Whenever someone says, “We’re speaking to everyone,” what they’re really saying is, “We’re speaking to no one.”
Two phrases immediately tell me the people sitting across the table don’t know much about campaigning. What’s interesting is that I’ve heard both of them everywhere—from Africa to the Balkans, across Europe, and all the way to the Philippines.
The first one is: “We’re unique.”
After all these years, I’ve learned not to react to that one.
The second is a little less common: “We’re speaking to all citizens.”
That one is harder to let slide. My response is always the same:
“So you’re speaking to nobody.”
Some politicians cling to a romantic vision of the electorate as one giant group of people who watch the same TV channels, read the same news sites, hear the same messages, nod their heads at the same moment, and ultimately vote for the same reasons.
It’s a nice idea.
It’s also completely wrong.
In a political campaign, there is no single target audience.
There’s the retiree worried about the rising cost of prescription drugs. There’s the young mother anxious about finding a spot in daycare. And there’s the forty-five-year-old voter who supported you last time but isn’t sure he’ll do it again because none of the promises you made were ever delivered.
That’s just three people—and you can’t say the same thing to all of them and expect the same result.
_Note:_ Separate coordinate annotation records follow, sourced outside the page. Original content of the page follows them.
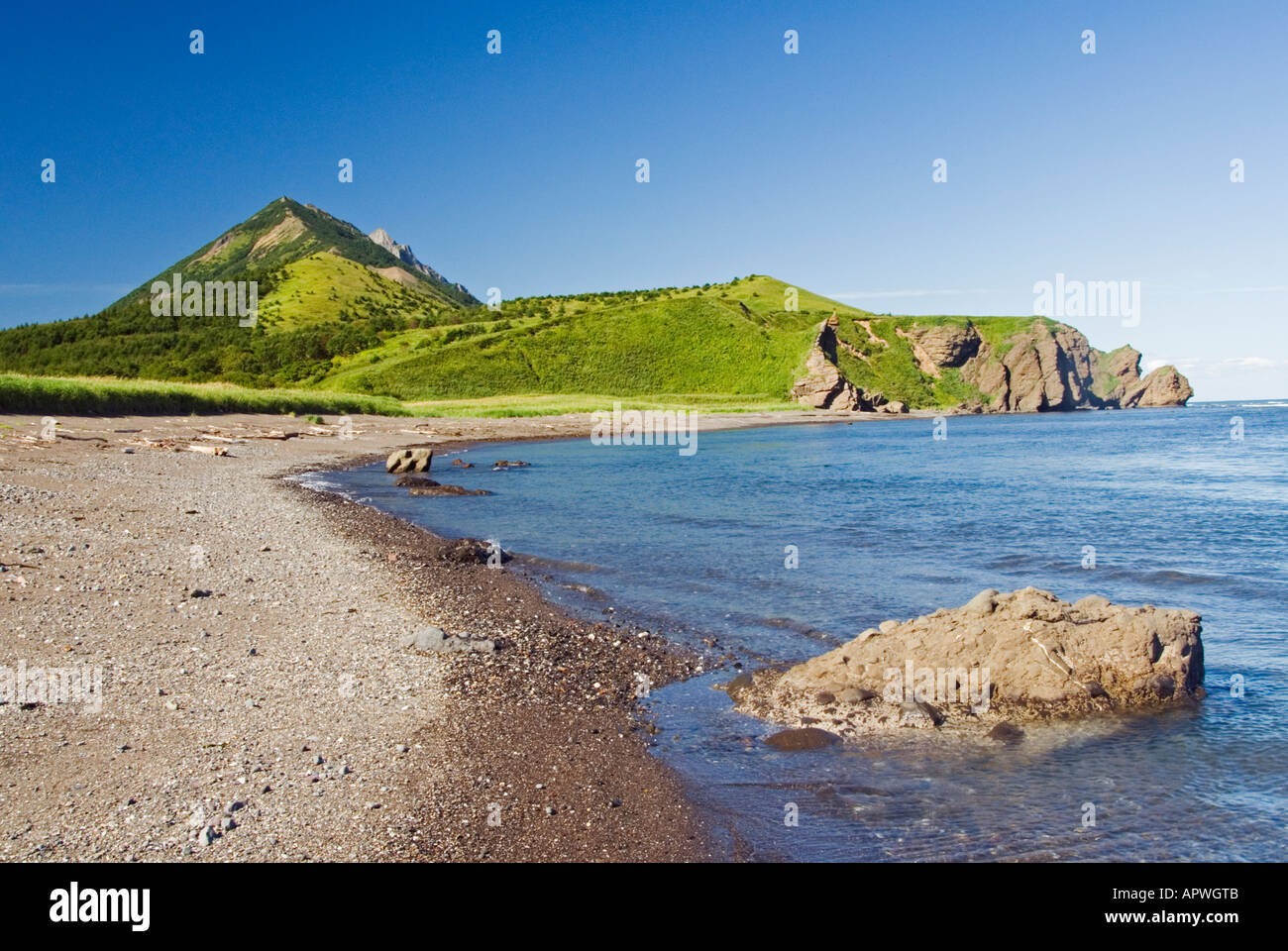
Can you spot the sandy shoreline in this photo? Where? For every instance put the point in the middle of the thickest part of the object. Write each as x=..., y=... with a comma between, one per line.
x=254, y=684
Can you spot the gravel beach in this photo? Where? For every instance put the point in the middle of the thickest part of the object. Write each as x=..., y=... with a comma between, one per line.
x=258, y=699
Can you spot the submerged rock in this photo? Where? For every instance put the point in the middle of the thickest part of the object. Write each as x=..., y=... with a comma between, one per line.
x=803, y=739
x=999, y=659
x=436, y=488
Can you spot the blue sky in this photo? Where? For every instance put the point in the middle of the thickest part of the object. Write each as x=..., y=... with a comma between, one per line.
x=518, y=170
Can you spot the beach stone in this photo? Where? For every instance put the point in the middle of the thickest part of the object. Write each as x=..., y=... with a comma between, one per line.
x=433, y=639
x=1005, y=733
x=982, y=603
x=855, y=694
x=803, y=739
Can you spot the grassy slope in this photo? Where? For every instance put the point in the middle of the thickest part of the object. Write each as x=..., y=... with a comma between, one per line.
x=683, y=342
x=84, y=396
x=282, y=232
x=326, y=287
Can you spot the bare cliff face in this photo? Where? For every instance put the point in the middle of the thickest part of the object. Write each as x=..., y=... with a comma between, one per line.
x=404, y=254
x=824, y=385
x=1042, y=369
x=1056, y=369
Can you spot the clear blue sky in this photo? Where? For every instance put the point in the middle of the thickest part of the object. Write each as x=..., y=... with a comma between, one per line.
x=518, y=170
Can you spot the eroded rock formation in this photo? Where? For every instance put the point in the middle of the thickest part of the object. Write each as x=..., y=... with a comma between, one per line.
x=1048, y=367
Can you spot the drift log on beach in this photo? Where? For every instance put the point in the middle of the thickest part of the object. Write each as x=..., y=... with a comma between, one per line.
x=999, y=659
x=410, y=461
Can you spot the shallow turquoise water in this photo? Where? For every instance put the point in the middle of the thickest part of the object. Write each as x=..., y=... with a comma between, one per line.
x=890, y=522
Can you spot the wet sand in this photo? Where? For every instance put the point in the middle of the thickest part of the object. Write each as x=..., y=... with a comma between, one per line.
x=258, y=703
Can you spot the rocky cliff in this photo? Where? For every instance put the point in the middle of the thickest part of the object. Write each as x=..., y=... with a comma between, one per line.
x=824, y=386
x=1047, y=367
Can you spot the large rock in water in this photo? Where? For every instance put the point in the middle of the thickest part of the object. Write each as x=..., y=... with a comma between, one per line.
x=410, y=461
x=999, y=659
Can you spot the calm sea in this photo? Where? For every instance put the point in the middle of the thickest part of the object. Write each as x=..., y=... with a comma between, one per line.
x=1158, y=506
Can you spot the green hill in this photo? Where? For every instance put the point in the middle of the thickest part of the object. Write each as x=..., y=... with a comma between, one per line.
x=349, y=313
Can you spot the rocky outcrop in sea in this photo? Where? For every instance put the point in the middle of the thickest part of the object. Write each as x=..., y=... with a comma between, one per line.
x=987, y=668
x=1048, y=367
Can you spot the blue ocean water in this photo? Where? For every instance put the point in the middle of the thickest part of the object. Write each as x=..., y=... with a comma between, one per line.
x=889, y=522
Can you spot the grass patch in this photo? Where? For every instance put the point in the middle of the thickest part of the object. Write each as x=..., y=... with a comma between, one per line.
x=112, y=397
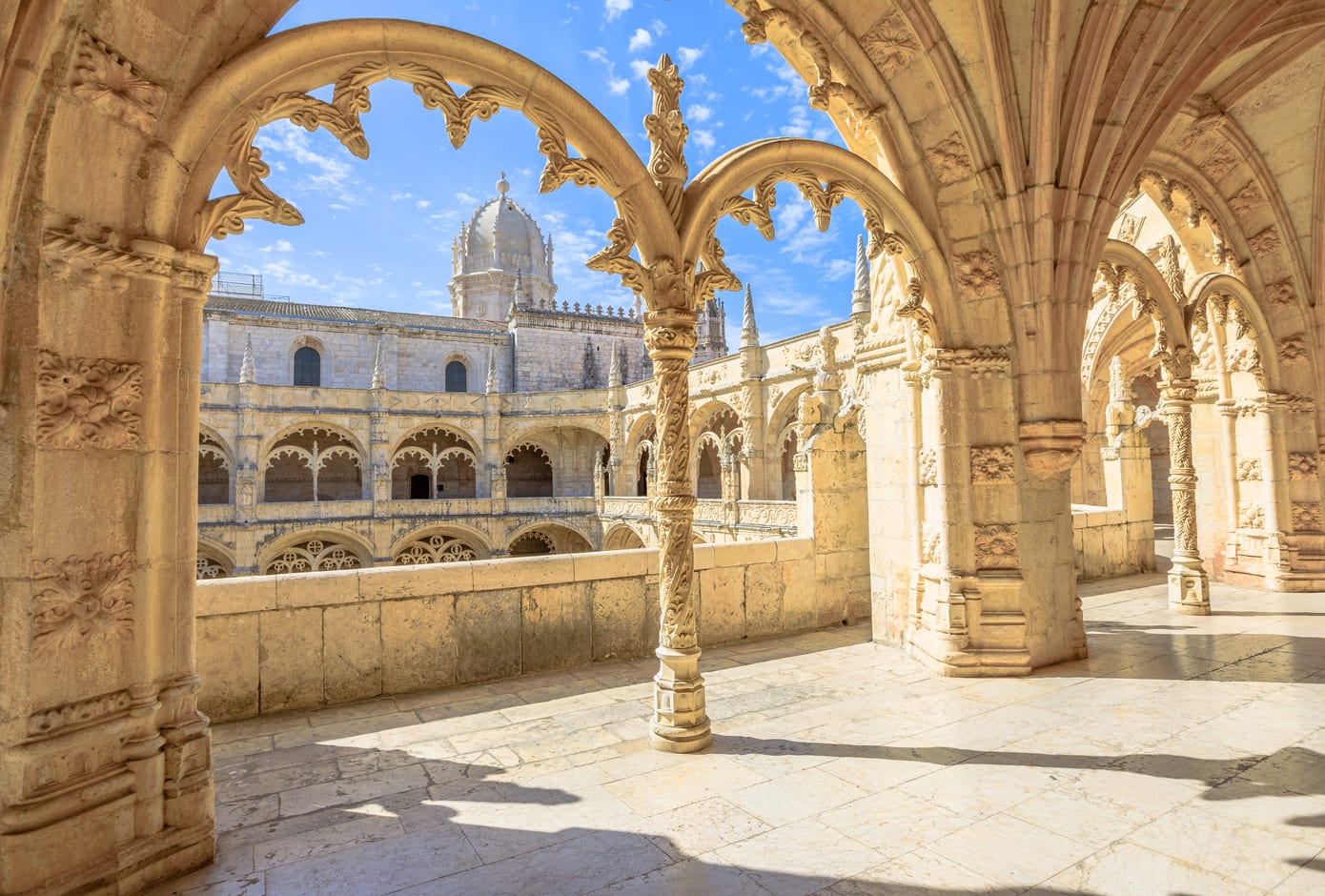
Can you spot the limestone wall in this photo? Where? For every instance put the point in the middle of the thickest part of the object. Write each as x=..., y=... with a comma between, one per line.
x=1110, y=543
x=274, y=643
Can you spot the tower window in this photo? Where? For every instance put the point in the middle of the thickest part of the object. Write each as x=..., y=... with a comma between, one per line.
x=308, y=367
x=458, y=377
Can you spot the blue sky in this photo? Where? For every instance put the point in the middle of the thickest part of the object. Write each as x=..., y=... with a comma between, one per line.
x=377, y=233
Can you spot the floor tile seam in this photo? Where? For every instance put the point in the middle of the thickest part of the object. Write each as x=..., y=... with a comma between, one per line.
x=1189, y=865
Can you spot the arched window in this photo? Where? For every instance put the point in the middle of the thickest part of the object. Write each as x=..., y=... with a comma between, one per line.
x=458, y=377
x=308, y=367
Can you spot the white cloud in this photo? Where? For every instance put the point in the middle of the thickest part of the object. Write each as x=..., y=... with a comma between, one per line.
x=641, y=40
x=689, y=56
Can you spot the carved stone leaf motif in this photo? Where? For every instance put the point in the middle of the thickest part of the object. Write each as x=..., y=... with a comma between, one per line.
x=1219, y=162
x=1307, y=516
x=102, y=78
x=1292, y=349
x=77, y=600
x=928, y=467
x=1303, y=465
x=1251, y=516
x=88, y=402
x=991, y=464
x=890, y=45
x=950, y=159
x=1264, y=243
x=995, y=547
x=1280, y=294
x=1247, y=199
x=977, y=274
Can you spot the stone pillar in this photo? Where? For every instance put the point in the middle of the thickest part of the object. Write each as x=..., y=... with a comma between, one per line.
x=1189, y=589
x=105, y=761
x=680, y=722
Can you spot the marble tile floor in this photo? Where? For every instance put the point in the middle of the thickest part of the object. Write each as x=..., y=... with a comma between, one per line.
x=1186, y=756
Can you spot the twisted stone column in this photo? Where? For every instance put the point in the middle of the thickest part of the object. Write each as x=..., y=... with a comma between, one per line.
x=1189, y=589
x=680, y=722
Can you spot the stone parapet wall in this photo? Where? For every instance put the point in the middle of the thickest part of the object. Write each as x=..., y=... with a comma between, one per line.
x=275, y=643
x=1110, y=543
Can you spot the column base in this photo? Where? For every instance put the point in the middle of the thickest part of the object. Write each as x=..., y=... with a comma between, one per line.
x=1189, y=587
x=680, y=723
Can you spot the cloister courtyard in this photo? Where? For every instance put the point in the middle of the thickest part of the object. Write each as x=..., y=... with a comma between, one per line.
x=1185, y=756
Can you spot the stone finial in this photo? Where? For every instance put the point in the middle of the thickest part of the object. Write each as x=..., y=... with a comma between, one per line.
x=860, y=295
x=248, y=370
x=614, y=372
x=379, y=376
x=749, y=332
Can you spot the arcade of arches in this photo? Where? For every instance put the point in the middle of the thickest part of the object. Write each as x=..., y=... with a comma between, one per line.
x=1094, y=255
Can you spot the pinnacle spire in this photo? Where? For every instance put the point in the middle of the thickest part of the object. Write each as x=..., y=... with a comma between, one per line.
x=248, y=370
x=749, y=332
x=860, y=295
x=379, y=376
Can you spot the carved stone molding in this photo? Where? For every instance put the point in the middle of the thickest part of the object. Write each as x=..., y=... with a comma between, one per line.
x=977, y=274
x=77, y=600
x=1303, y=465
x=77, y=715
x=928, y=467
x=1251, y=516
x=992, y=464
x=88, y=402
x=1307, y=516
x=950, y=159
x=890, y=45
x=106, y=81
x=995, y=546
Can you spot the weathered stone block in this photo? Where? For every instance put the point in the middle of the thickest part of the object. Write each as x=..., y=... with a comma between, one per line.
x=418, y=645
x=488, y=641
x=721, y=608
x=352, y=652
x=557, y=626
x=291, y=655
x=764, y=600
x=621, y=615
x=231, y=644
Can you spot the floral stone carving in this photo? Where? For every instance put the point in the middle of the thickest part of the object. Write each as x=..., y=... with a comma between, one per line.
x=88, y=402
x=77, y=600
x=108, y=82
x=991, y=464
x=995, y=547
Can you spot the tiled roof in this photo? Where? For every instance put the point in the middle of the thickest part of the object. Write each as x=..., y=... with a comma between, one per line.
x=339, y=315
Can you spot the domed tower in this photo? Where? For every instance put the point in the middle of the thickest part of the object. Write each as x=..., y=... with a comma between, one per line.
x=499, y=258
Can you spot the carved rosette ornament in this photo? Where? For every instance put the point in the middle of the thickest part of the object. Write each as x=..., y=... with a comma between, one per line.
x=995, y=547
x=77, y=601
x=106, y=81
x=992, y=464
x=88, y=402
x=1189, y=589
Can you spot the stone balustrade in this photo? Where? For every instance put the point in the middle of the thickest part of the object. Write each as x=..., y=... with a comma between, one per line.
x=272, y=643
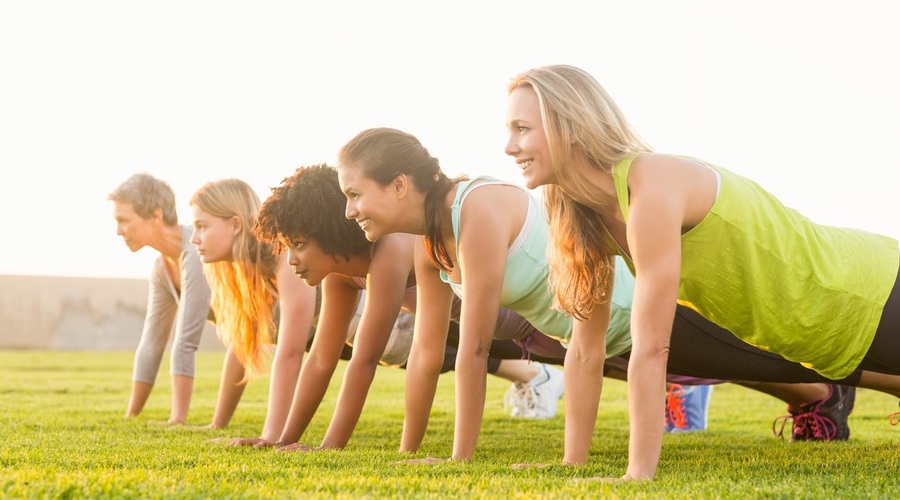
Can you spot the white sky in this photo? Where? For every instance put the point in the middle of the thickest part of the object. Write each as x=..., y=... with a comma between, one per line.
x=800, y=96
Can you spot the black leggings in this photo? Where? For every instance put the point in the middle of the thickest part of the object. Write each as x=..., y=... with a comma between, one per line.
x=884, y=353
x=700, y=348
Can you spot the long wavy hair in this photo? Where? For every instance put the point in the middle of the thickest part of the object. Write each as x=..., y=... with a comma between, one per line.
x=385, y=153
x=243, y=293
x=578, y=115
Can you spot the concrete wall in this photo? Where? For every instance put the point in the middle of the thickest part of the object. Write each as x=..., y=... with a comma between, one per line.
x=44, y=312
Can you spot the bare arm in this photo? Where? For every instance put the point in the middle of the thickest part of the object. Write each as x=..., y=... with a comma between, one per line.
x=338, y=305
x=658, y=211
x=297, y=303
x=485, y=233
x=230, y=390
x=388, y=273
x=433, y=300
x=584, y=381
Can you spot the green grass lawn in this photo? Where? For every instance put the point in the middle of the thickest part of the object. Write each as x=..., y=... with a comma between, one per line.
x=63, y=436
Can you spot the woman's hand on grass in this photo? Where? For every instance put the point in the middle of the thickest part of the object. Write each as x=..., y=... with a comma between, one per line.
x=529, y=466
x=296, y=447
x=424, y=461
x=257, y=442
x=207, y=427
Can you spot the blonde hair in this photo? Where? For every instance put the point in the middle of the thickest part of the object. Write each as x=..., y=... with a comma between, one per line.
x=578, y=114
x=243, y=294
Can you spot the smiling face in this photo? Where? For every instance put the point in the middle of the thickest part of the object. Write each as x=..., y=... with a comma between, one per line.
x=134, y=229
x=375, y=208
x=214, y=236
x=527, y=140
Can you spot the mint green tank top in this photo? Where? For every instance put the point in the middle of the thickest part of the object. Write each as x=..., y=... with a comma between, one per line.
x=525, y=289
x=812, y=293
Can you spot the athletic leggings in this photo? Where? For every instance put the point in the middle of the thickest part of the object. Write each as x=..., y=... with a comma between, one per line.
x=884, y=353
x=708, y=353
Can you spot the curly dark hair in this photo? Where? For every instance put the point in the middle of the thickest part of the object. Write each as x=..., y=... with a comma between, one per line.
x=310, y=205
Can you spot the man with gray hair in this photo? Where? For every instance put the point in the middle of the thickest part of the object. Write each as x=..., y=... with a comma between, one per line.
x=179, y=294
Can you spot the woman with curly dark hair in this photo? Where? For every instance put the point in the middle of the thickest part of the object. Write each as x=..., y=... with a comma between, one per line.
x=304, y=216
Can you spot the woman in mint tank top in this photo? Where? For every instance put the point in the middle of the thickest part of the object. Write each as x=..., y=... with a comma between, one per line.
x=304, y=218
x=485, y=240
x=695, y=235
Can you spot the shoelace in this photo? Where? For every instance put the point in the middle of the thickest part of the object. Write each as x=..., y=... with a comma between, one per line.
x=675, y=407
x=821, y=427
x=783, y=420
x=807, y=424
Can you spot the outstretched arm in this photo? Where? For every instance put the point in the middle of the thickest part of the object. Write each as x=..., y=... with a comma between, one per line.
x=338, y=305
x=297, y=303
x=484, y=238
x=661, y=201
x=584, y=381
x=433, y=300
x=389, y=271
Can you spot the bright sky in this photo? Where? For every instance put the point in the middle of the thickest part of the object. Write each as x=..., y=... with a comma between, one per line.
x=801, y=97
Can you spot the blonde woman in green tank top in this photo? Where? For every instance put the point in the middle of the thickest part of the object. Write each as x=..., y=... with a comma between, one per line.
x=696, y=235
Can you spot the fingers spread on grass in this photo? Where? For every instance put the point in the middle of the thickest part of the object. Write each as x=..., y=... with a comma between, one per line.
x=295, y=447
x=206, y=427
x=224, y=440
x=529, y=466
x=423, y=461
x=247, y=441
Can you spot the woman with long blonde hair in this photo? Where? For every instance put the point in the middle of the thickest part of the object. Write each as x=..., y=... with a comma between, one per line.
x=257, y=300
x=483, y=241
x=696, y=236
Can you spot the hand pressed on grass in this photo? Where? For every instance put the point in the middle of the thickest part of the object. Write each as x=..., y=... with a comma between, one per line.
x=423, y=461
x=297, y=447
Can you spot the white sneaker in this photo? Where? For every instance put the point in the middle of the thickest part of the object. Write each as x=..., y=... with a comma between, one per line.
x=539, y=398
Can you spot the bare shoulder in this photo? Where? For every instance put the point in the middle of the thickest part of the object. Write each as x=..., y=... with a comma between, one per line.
x=395, y=242
x=496, y=201
x=665, y=169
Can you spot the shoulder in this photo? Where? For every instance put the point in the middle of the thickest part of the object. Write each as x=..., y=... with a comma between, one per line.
x=394, y=242
x=664, y=169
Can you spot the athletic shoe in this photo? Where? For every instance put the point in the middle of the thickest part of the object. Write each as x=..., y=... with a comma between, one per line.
x=687, y=408
x=823, y=419
x=537, y=399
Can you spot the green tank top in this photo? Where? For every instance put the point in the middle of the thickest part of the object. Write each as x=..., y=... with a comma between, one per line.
x=811, y=293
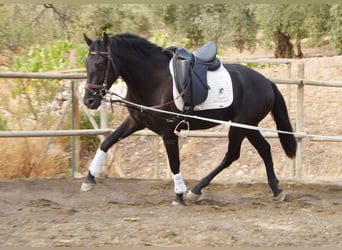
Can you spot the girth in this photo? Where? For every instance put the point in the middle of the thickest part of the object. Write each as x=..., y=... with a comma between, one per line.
x=190, y=71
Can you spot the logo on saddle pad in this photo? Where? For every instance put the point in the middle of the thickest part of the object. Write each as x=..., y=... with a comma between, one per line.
x=200, y=79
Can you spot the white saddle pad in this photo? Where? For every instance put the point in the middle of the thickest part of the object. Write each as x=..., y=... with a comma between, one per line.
x=220, y=94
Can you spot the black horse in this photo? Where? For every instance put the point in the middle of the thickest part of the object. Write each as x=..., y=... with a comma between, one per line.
x=145, y=69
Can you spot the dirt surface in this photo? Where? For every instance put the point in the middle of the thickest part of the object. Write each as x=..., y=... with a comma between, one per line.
x=137, y=212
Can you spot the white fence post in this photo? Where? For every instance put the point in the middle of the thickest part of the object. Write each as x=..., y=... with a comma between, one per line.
x=299, y=121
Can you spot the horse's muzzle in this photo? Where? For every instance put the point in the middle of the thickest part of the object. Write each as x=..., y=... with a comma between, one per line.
x=92, y=102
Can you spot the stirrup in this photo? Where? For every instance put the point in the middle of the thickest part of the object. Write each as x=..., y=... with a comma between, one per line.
x=177, y=130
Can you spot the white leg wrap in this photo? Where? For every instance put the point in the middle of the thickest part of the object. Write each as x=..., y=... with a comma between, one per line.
x=95, y=165
x=180, y=187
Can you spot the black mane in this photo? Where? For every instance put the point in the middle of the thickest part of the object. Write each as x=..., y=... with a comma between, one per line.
x=135, y=44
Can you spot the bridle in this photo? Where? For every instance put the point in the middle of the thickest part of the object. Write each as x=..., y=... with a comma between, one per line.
x=103, y=88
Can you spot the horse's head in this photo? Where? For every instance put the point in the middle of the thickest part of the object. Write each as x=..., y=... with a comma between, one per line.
x=101, y=71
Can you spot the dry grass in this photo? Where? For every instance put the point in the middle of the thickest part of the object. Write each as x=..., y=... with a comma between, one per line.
x=23, y=157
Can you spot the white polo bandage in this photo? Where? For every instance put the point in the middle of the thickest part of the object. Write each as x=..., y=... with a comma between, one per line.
x=180, y=187
x=95, y=165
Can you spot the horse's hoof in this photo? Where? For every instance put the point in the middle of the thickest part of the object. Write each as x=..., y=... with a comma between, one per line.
x=192, y=196
x=178, y=203
x=179, y=200
x=87, y=186
x=281, y=196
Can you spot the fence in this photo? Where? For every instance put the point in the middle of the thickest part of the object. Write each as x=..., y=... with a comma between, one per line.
x=296, y=165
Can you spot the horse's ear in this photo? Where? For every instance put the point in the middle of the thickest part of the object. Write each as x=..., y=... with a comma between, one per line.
x=105, y=39
x=87, y=39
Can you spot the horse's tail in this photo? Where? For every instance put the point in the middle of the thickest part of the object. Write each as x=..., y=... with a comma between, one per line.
x=281, y=117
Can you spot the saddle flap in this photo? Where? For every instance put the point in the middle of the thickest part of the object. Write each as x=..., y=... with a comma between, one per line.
x=207, y=53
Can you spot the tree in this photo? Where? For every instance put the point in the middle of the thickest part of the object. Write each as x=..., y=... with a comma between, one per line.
x=227, y=24
x=285, y=25
x=114, y=18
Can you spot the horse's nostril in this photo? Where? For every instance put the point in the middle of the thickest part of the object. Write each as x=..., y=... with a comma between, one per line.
x=90, y=101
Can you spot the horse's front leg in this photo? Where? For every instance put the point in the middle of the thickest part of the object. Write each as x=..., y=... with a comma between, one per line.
x=172, y=149
x=128, y=127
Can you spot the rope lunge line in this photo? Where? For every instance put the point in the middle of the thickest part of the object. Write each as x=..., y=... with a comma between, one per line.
x=110, y=99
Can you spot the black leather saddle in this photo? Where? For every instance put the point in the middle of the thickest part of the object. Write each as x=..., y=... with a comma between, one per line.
x=190, y=71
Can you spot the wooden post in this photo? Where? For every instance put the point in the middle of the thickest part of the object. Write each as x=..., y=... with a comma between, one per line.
x=299, y=120
x=75, y=124
x=292, y=162
x=156, y=157
x=103, y=125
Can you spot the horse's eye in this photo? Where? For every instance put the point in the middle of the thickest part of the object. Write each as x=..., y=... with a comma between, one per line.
x=99, y=65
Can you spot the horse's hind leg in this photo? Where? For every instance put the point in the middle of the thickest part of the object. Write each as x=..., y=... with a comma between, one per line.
x=236, y=136
x=172, y=149
x=264, y=150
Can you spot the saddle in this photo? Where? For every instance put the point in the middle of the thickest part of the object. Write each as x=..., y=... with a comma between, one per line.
x=190, y=72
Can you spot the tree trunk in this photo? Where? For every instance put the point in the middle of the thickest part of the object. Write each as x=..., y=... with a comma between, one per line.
x=299, y=49
x=283, y=45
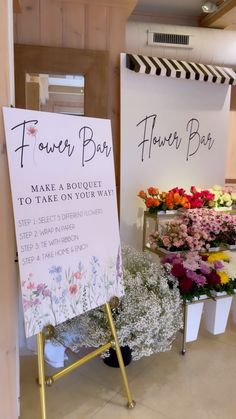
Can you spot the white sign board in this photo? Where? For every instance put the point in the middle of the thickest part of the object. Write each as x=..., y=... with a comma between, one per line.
x=63, y=190
x=173, y=133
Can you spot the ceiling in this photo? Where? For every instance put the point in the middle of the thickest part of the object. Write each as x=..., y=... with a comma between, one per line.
x=170, y=7
x=224, y=17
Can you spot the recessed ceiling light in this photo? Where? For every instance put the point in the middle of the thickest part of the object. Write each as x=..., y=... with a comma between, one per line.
x=209, y=7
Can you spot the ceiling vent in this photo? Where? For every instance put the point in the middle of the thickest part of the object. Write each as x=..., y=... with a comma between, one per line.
x=169, y=39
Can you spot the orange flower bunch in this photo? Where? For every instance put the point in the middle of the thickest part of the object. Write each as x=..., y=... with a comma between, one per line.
x=175, y=200
x=152, y=199
x=162, y=201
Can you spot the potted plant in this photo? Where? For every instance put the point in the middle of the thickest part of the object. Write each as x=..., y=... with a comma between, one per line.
x=201, y=276
x=147, y=318
x=222, y=284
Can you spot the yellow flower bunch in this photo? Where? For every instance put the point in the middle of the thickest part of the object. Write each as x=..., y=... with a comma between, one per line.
x=213, y=257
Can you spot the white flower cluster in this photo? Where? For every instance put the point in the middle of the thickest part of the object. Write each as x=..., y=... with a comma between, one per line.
x=147, y=318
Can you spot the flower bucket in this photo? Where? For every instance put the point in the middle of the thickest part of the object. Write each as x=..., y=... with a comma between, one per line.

Voter segmentation means dividing the electorate into groups that actually exist. Who are they? Where do they live? What motivates them? How many of them are there? Most importantly, are they even worth trying to persuade?
Someone who genuinely dislikes you isn’t going to change their mind after ten campaign visits. Someone who already supports you doesn’t need persuasion—they need to be turned out on Election Day through an effective GOTV (Get Out The Vote) operation.
Spending resources on the wrong audience is one of the most expensive mistakes a campaign can make—and also one of the most common.
When you skip segmentation, the same thing always happens. Your message becomes so broad that it doesn’t resonate with anyone in particular. You talk about “a better life for everyone,” but nobody sees themselves in that promise. In practice, when you say “everyone,” you mean no one.
Meanwhile, your opponent knows exactly which eight thousand votes they still need. They know which neighborhoods those voters live in and exactly what issues matter to them.
You’re handing out flyers on street corners and hoping one eventually reaches the right person.
Your opponent is running a call center and already knows who will get a phone call on Election Day.
Segmentation isn’t some marketing gimmick invented by campaign consultants.
It’s the difference between a campaign that knows exactly what it’s doing and a campaign that’s still trying to figure out whether it cleared the electoral threshold two days after the votes have been counted.